Re: [PATCH v3 03/16] mm: add non-lru movable page support document

From: Minchan Kim
Date: Wed Apr 06 2016 - 22:27:07 EST


On Mon, Apr 04, 2016 at 03:09:22PM +0200, Vlastimil Babka wrote:
> On 04/04/2016 04:25 AM, Minchan Kim wrote:
> >>
> >>Ah, I see, so it's designed with page lock to handle the concurrent isolations etc.
> >>
> >>In http://marc.info/?l=linux-mm&m=143816716511904&w=2 Mel has warned
> >>about doing this in general under page_lock and suggested that each
> >>user handles concurrent calls to isolate_page() internally. Might be
> >>more generic that way, even if all current implementers will
> >>actually use the page lock.
> >
> >We need PG_lock for two reasons.
> >
> >Firstly, it guarantees page's flags operation(i.e., PG_movable, PG_isolated)
> >atomicity. Another thing is for stability for page->mapping->a_ops.
> >
> >For example,
> >
> >isolate_migratepages_block
> > if (PageMovable(page))
> > isolate_movable_page
> > get_page_unless_zero <--- 1
> > trylock_page
> > page->mapping->a_ops->isolate_page <--- 2
> >
> >Between 1 and 2, driver can nullify page->mapping so we need PG_lock
>
> Hmm I see, that really doesn't seem easily solvable without page_lock.
> My idea is that compaction code would just check PageMovable() and
> PageIsolated() to find a candidate.
> page->mapping->a_ops->isolate_page would do the driver-specific
> necessary locking, revalidate if the page state and succeed
> isolation, or fail. It would need to handle the possibility that the

So you mean that VM can try to isolate false-positive page of the driver?
I don't think it's a good idea. For handling that, every driver should
keep some logics to handle such false-positive which needs each own
data structure or something to remember the page passed from VM
is valid or not. It makes driver's logic more complicated and need
more codes to handle it. It's not a good deal.

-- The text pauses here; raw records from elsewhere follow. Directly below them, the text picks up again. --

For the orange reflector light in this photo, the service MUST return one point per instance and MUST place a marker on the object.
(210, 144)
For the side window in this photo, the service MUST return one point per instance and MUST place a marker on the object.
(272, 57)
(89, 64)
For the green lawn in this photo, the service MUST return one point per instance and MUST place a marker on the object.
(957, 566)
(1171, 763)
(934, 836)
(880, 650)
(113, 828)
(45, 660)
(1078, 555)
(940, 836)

> page already doesn't belong to the mapping, which is probably not a
> problem. But what if the driver is a module that was already
> unloaded, and even though we did NULL-check each part from page to
> isolate_page, it points to a function that's already gone? That
> would need some extra handling to prevent that, hm...

Yes, driver should clean up pages is is using. For it, we need some lock.
I think page_lock is good for it because we are migrating *page* and page_lock
have been used it for a long time in migration path.